You see, when I was nine, my dad and new stepmom started having kids. I soon morphed from being an only child to the oldest of four. Throughout this time, I changed diapers, bottle fed, and otherwise served as a live-in babysitter. So when it came time to raise my own baby, I felt completely ready to make the seemingly simple transition to fatherhood.
It was going to be beautiful and sweet and perfect.
Except that first night at the hospital, my son cried nonstop
When he finally did sleep, I held him. I was exhausted, but he was amazing.This was exactly what I expected and I wasn’t scared. I even remember telling my wife on that first night, “I got this.”
When we arrived home, our son kept crying. A lot. Still, I wasn’t worried; I knew how to calm a baby. I held him and paced and hummed and patted and rocked him with all my heart.
But he cried. And cried.
And he cried and he cried and he cried.
To make matters worse, whenever I held him, he wailed even louder. He doesn’t like me, I thought to myself. I had read somewhere that newborns slept 16 hours a day. Well, our baby defied that, sleeping only five hours and crying the other 19. We were inundated with advice on how to calm a “fussy” baby. But ours wasn’t fussy; he was colicky, in the truest sense of the word.
It was around that time that I realized I didn’t “got this.”
Over the next few days, I found myself lingering longer than normal at work. Suddenly, there were numerous projects in my garage that couldn’t wait. I became angry, edgy, withdrawn; I even went to my therapist to vent. At one point he said, “You talk as if you don’t feel like he’s your son.”
I realized I didn’t, not at all. I didn’t want to be around my child — and my wife knew it.
I had no idea what to do
This wasn’t the plan. This wasn’t beautiful and sweet and perfect.
I’m not one who typically reaches out to my friends for help but I was out of options. So I texted the smartest, most put-together father-of-two friend I knew:
“Hey, can you talk?” I typed.
“I'm at work tonight,” came his reply, “but I can call you tomorrow.”
“Ok,” I replied. “Sorry. Just been really hard for me. Don’t feel like there’s much I can do and having real trouble bonding with him. Just need to bounce some stuff off the wall.”
There was a long pause. I could see him typing. Then finally:
“Hey. This may or may not make you feel better, but my son HATED everyone except my wife, including me, until he was about three or four months old.

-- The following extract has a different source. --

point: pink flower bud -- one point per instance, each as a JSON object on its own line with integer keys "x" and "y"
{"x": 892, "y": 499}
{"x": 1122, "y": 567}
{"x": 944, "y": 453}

I didn’t really even like him until closer to five months. Obviously, I loved him because he was my kid, but I had deep regrets about having him for a long while. I know it’s not exactly what you are dealing with, but I definitely understand the helplessness and lack of connection.”
Wow. It was exactly what I was dealing with — all of it. In that one text, my “perfect father” friend removed all of the guilt I carried about my terrible thoughts and feelings. I knew I wasn’t crazy, I wasn’t alone, and our new life together was going to be okay. (He also mailed me a life-saving DVD, Harvey Karp’s The Happiest Baby on the Block, which teaches new parents how to calm fussy babies. Trust me, it works.)

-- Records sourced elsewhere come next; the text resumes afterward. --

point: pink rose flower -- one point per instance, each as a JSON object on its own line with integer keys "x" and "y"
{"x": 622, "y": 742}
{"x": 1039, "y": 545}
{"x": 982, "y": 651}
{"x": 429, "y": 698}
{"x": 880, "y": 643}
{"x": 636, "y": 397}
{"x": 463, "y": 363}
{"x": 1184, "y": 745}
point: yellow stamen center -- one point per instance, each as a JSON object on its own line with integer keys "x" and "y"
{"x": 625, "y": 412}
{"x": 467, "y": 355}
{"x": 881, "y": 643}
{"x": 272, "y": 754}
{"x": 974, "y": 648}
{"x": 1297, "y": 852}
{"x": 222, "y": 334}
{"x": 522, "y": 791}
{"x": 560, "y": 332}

In those first 90 days of fatherhood, I learned a few valuable lessons:
Life absolutely won’t go as planned. The reason is because there’s no instruction manual for raising a child, and no single path to take. Parenthood is a parade of problems followed by wonderful resolutions and solutions. Your baby may cry a lot, or not eat enough, or have tummy troubles or special needs. The only way to make it through parenthood without becoming a neurotic mess is to handle each situation as it comes, and relinquish control of the uncontrollable.
Your baby (and you) won’t be perfect. And you’ll have thoughts and feelings you never imagined you’d have. I’ve heard stories of new parents needing to step outside and scream, or hand their tyke over to a friend for 10 minutes so they could regain composure. It’s normal, and those things don’t make you a bad person. Caring for a newborn is one of the most demanding tasks you’ll ever encounter. But it’s also the most rewarding.
This, too, shall pass. This is a fantastic mantra to remember — in both good times and bad. Embrace the joyous moments, savor them, and stockpile those memories for when you need them most. Sometimes my son’s smile from yesterday can get me through a screaming session today.
Thankfully, these days, Levett is amazing. He truly makes me laugh out loud, and I often find myself staring at him while he sleeps. Trust me, he still cries a lot, but certainly nothing like he did that first month.
And at times, when he’s beautiful and sweet and perfect in my arms, I find that I am the one who cries. And that’s okay, too.